Powell, Temsilciler Meclisi’ne son yaptığı sunumda istihdam açığını vurgularken geçici enflasyon görüşünü yineledi. Powell, özellikle yüksek enflasyon okumalarının ekonominin yeniden açılmasına bağlı olduğunu kaydetti. İmalat sektörü arz sıkışıklığından muzdarip olacak görünüyor, ancak hizmet sektörü de Delta varyantı daha fazla yayılmaya neden olursa işgücü sıkıntısı yaşayabilir. Ekonomilerin yeniden açılmasının kaynaklanan ilk artış, talep tarafından da sıkıştırılan bir enflasyon döngüsüne işaret etmişti. Şimdi Delta varyantı daha fazla belirsizliği işin içine soktuğu için arz kısıtlamaları, istihdam riskleri ve büyüme beklentilerinde soğuma gibi etmenler de oyunun içine girebilir. Herkesin kendine göre haklı olacağı argümanları var gördüğünüz gibi. Enflasyon denklemi, Fed politikalarının önünde en önemli meydan okuyucu konumunda.
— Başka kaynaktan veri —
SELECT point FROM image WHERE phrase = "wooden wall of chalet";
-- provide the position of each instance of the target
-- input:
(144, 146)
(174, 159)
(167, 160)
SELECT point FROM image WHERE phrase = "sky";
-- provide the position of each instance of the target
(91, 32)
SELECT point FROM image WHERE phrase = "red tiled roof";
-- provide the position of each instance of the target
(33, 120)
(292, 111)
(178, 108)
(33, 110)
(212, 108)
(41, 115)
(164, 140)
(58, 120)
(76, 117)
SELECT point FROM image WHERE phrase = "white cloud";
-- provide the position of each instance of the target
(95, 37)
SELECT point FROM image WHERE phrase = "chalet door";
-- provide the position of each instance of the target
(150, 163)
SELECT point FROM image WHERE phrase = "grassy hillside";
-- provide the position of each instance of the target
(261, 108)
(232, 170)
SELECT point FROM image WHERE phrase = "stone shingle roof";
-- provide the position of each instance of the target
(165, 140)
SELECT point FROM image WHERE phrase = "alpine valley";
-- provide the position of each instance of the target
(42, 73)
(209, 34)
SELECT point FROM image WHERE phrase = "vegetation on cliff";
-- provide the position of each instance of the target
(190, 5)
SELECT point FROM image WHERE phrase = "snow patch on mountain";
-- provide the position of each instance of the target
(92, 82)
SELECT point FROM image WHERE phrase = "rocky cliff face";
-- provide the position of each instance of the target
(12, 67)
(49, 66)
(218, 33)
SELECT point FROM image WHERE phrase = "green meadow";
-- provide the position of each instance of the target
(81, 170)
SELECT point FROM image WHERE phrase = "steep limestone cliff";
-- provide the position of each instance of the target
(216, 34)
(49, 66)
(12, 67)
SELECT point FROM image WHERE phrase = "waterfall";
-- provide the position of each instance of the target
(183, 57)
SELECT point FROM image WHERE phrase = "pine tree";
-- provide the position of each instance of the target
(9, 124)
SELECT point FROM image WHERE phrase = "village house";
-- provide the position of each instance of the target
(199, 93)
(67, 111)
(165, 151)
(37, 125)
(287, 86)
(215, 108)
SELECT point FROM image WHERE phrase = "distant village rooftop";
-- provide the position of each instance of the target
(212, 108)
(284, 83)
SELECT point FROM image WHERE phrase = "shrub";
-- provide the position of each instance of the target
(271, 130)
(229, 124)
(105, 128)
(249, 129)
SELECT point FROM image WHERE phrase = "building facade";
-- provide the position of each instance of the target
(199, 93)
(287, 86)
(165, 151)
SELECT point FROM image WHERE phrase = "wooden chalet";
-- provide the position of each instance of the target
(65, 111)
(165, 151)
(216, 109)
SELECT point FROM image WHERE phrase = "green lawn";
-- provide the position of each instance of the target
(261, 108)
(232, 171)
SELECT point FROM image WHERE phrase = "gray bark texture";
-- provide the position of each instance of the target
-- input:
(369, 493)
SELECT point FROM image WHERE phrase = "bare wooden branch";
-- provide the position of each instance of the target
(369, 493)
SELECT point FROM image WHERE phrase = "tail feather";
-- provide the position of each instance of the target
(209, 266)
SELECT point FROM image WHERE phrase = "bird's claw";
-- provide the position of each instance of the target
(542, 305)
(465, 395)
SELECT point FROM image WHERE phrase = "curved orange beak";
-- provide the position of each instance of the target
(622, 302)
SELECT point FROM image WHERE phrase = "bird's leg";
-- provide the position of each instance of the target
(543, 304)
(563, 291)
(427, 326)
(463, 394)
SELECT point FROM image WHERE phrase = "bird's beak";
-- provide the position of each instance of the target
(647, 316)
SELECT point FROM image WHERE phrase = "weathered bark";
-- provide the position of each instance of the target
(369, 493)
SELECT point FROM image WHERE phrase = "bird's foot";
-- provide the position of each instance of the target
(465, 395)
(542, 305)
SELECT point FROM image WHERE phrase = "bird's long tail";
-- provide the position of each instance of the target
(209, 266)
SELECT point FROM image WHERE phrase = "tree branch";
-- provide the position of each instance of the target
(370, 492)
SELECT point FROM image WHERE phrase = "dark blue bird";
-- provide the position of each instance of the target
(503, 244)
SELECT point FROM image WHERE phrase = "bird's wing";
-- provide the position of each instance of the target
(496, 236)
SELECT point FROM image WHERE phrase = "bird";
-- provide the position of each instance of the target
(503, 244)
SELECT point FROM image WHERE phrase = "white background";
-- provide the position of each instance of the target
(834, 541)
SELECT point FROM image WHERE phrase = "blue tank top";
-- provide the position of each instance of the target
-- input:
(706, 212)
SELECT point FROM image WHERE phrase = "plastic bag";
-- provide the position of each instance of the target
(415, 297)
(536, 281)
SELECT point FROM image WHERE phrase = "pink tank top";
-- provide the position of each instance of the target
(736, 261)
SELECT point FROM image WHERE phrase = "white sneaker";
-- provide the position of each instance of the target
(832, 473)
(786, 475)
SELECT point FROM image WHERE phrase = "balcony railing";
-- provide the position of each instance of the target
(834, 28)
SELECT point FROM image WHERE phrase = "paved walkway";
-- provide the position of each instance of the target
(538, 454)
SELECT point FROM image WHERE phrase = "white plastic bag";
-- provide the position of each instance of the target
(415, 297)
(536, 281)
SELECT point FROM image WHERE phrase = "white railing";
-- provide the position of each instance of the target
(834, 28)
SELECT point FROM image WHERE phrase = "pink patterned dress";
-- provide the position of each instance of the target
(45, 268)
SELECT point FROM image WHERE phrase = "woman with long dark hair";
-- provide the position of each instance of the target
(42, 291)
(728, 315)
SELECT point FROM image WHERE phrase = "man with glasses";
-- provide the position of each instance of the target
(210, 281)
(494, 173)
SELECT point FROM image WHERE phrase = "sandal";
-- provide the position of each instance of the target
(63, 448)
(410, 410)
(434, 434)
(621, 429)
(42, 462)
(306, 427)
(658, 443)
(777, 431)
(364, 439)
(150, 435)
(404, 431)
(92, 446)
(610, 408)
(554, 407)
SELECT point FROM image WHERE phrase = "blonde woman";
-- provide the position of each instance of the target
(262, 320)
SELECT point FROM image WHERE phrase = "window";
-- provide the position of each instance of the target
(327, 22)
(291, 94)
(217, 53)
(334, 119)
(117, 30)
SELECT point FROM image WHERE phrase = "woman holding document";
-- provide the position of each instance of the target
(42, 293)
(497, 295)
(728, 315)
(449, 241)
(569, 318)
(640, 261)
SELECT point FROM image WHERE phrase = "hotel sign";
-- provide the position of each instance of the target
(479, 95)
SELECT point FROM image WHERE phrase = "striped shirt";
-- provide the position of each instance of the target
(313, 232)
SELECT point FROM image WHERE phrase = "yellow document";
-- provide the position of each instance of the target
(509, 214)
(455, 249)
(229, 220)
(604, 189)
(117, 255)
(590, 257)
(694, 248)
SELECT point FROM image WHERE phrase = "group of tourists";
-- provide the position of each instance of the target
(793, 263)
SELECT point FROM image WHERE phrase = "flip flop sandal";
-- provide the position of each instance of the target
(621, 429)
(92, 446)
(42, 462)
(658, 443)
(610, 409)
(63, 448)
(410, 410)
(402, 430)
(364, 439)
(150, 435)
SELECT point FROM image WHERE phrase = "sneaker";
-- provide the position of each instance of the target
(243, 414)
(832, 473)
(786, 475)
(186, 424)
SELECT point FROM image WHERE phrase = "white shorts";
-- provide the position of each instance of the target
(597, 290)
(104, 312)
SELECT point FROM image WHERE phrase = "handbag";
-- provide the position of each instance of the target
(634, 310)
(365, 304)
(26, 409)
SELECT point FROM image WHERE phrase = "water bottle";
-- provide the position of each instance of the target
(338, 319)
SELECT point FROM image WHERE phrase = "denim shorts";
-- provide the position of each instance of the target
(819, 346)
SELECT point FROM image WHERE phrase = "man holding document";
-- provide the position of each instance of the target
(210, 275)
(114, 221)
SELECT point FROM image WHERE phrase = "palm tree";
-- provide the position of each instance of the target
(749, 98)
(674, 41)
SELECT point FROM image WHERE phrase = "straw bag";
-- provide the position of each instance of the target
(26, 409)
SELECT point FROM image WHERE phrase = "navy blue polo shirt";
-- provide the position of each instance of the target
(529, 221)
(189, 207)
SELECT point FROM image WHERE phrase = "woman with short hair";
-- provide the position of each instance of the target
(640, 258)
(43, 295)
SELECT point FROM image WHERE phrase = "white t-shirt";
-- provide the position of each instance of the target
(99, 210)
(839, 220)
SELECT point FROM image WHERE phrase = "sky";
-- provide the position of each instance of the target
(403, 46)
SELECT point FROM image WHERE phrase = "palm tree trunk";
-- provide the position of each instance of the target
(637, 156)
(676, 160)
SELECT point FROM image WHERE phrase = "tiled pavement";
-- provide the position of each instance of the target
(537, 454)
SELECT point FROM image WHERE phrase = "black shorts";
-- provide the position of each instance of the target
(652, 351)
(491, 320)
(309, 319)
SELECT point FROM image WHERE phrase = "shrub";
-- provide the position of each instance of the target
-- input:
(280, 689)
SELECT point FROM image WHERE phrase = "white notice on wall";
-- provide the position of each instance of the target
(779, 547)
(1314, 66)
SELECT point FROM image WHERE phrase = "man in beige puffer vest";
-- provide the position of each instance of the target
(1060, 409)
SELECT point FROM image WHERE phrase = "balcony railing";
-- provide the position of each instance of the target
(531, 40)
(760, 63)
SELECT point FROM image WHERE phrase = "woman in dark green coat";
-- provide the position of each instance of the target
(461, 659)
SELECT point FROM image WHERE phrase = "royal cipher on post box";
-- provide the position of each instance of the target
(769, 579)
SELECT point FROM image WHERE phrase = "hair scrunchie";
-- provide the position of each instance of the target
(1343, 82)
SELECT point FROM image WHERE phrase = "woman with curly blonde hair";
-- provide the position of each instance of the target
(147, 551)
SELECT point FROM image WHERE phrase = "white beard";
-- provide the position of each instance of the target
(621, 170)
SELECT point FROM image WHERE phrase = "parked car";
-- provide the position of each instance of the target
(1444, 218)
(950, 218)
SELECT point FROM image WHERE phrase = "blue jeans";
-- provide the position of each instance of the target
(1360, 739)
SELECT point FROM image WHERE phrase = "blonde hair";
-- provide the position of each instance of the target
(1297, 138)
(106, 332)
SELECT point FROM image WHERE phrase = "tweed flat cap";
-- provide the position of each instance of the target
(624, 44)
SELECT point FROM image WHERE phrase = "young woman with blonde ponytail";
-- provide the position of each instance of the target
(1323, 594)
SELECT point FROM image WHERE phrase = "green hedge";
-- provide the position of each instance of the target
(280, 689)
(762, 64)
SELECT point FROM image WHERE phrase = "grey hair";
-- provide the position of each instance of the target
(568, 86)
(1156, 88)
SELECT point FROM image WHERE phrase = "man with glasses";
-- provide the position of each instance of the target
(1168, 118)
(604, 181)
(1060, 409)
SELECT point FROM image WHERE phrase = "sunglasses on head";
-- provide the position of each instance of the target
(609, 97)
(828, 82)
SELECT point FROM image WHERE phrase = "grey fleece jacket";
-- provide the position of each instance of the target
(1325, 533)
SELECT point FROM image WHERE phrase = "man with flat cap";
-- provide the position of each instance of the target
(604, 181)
Tapering seslerinin yükselmesine neden olan temel etmen ise, düşük fonlama oranının daha fazla talep, ısınma, kredi büyümesi ve bunun sonucu olarak da enflasyonist etki olarak sürdürülemez duruma işaret etmesi. Yani konut piyasası yükselişi, bu sefer pek de iyi okunmayacak görünüyor. Bu da Fed’in ciddi bir varlık alımı tartışması yaşayacağına ve finansal koşullardaki geçiş etkisini yumuşatmak bağlamında ilk adımı iletişim bacağında atacağını gösteriyor.

 

 

ABD 10 yıllık tahvil faizleri, TÜFE ve enflasyondan arındırılmış (reel) 10 yıllık faizler… Kaynak: Bloomberg

 

Eylül FOMC toplantısı daha açık sinyaller içerebilir. Temmuz toplantının 3 hafta sonra yayınlanacak tutanakları ise tapering tartışmalarını daha fazla su yüzüne çıkmış şekilde gösterecektir. Jackson Hole 26-28 Ağustos tarihlerinde, ekonomik projeksiyonlu sonraki Fed toplantısı ise 21-22 Eylül’de.